Ele não poderia fazer aquilo, poderia? Underwood era pouco mais que uma criança. Um nobre mimado. Por que ele…

A lâmina fez um corte limpo, trespassando o osso em um único golpe. James não sentiu dor até que percebeu o que tinha se passado bem diante de seus olhos. Enquanto o sangue começava a jorrar e sua mão se separava do seu pulso no mar do Norte, flutuando por um momento antes de ser engolida pelas ondas, ele abafou um grito, não querendo dar aquela satisfação a ninguém.

Mas Underwood ainda não tinha acabado.

– Vamos chamar isso de jogo das possibilidades, capitão Harlow. Se você conseguir chegar vivo à praia, fará os arranjos para que sua irmã me aceite. Se não conseguir, bem, você estará morto e eu terei encontrado os documentos que precisamos em seu escritório, e eu estarei lá para consolar a pobre Wendelin quando ela for ao seu funeral. – Ele se virou para um rapaz alto que estava à sua direita, e que tinha mantido a cabeça baixada, recusando-se a olhar diretamente para James. – Cauterize a ferida. Não vai parecer com um jogo se ele sangrar no momento em que cair na água.
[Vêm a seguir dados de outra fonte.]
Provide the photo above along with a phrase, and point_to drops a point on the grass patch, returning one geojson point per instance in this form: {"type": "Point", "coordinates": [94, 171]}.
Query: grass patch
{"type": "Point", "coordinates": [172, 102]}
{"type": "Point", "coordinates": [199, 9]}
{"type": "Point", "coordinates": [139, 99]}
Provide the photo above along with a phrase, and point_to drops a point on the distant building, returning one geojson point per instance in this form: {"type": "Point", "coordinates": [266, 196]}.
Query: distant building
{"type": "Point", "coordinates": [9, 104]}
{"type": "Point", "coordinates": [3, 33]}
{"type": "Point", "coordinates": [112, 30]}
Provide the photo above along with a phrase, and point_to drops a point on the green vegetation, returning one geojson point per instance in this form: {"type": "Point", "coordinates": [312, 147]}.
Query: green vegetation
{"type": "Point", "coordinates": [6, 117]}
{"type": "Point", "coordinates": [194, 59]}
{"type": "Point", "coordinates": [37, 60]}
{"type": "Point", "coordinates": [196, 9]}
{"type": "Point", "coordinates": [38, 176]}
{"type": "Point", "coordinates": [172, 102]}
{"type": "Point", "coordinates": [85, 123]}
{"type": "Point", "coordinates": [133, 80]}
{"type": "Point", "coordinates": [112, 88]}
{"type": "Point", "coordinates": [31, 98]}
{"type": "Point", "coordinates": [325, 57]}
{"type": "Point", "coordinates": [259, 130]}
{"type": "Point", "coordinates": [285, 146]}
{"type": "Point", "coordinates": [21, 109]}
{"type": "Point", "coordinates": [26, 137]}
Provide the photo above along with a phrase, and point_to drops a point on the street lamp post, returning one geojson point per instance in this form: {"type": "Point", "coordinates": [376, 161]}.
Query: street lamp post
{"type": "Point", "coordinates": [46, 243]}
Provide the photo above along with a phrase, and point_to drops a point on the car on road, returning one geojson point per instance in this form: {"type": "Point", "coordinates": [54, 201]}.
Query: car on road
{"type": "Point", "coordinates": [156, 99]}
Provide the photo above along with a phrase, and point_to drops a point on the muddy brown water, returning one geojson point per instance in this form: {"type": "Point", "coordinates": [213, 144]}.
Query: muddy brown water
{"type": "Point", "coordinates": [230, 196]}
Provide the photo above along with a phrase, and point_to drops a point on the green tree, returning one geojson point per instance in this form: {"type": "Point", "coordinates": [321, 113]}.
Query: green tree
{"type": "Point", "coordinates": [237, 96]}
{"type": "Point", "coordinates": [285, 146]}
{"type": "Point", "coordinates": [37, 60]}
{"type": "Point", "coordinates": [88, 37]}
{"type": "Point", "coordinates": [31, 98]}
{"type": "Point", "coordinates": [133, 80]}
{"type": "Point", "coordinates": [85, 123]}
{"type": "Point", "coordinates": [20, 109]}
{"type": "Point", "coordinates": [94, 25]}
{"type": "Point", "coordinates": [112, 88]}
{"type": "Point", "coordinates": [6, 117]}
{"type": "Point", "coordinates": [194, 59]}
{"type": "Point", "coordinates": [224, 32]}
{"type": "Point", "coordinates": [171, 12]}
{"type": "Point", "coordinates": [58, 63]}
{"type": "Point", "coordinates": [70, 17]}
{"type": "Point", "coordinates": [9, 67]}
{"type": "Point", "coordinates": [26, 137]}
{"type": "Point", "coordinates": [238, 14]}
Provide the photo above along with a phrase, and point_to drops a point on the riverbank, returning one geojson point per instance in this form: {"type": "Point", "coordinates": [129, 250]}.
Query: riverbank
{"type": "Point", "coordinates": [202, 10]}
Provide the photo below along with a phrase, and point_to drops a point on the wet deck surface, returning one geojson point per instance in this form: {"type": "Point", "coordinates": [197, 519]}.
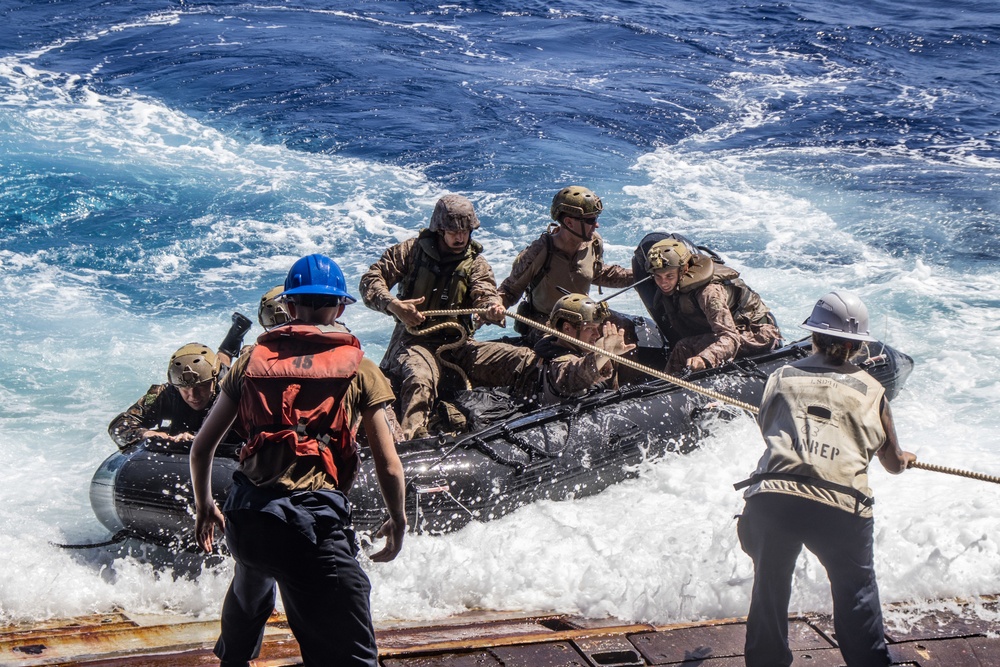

A agonia e a confusão o entorpeceram enquanto os jovens se movimentavam para aquecer a lâmina na vela da lanterna do barco para que pudessem selar o seu ferimento. O que ele tinha feito de tão terrível na vida para terminar assim? Contrabando era ilegal, mas ninguém jamais tinha se machucado sob a sua responsabilidade. Eles tinham um canhão a bordo do navio, o qual nunca tinha usado. Além do mais, Wendelin sabia que esse conde louco estava interessado nela? Bom Deus, que horrores Underwood faria sua irmã passar se ele conseguisse o que queria? O calor da lâmina queimando carne e tendão o tirou de seu torpor.

Ele tinha que lutar. Tinha que sobreviver. Pelo bem da irmã, James ficaria vivo e veria Underwood morto antes de permitir que a irmã ficasse um momento sequer com ele.

Os homens o atiraram pela amurada do esquife. No momento que a água salgada bateu em seus ferimentos, ele finalmente se permitiu gritar. Mas o som foi perdido nas profundezas da água.

Lute. Nade!

A camisa flutuava ao seu redor, uma pálida mortalha, enquanto ele se afundava naquele abismo acolhedor.